A Little Rock man is Facebook-famous after he uploaded a video after his duck-hunting mishap nearly cost him his life.

“I have duck hunted for 30 years and it’s never happened to me, and it happened, just like that,” Covington said, remembering last week when he, his son, and his dog were hunting on the Arkansas River.

Covington had decided to hop back on the boat to go retrieve a couple decoys that were floating in the water.

“I saw my life jacket and I thought, ‘You know what, I’ve been doing this a million times, I don’t really need the jacket,’ and so I didn’t take it with me,” Covington explained.

Those almost became his famous last words.

“I walked to the front of the boat, and before you know it, I fell through the ice,” he added.

It happened in the blink of an eye. Covington says as ice water began saturating his heavy jacket and boots, his body became heavy, and he was pulled to the bottom of the river.

Paralyzed, and helpless, he explained he “struggled trying to get back up into the boat.”

But Covington wasn’t going to let himself die without putting up a fight first.
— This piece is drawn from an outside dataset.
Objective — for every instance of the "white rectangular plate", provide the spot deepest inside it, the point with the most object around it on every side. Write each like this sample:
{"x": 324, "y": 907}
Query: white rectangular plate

As he grasped the side of the boat, he yelled at his son not to jump in and help him.

“I said, ‘Matt, don’t come in! You’re going to drown, too!”

If anything, Covington was not going to put his son in harm’s way.

“For me to drown, I would’ve been gone. But then what really made my upset was about me being a dad—I almost drowned in front of my son,” he explained.

It was a guilt he didn’t want his child to bear for the rest of his life.

Fortunately, Covington made it to the boat and pulled onto shore. But sadly, some aren’t as lucky as Covington was. He says many duck hunters lose their lives on icy bodies of water in the wintry weather.

“The bad thing is, being a person who runs a mentoring program to kids through hunting and fishing, and I didn’t have my life jacket on,” Covington explained.

His experience serves as a reminder that the “it won’t happen to me” mentality is within everyone. And instead of beating himself up over it, Covington is using his second shot at life as a reminder that you can never be too safe.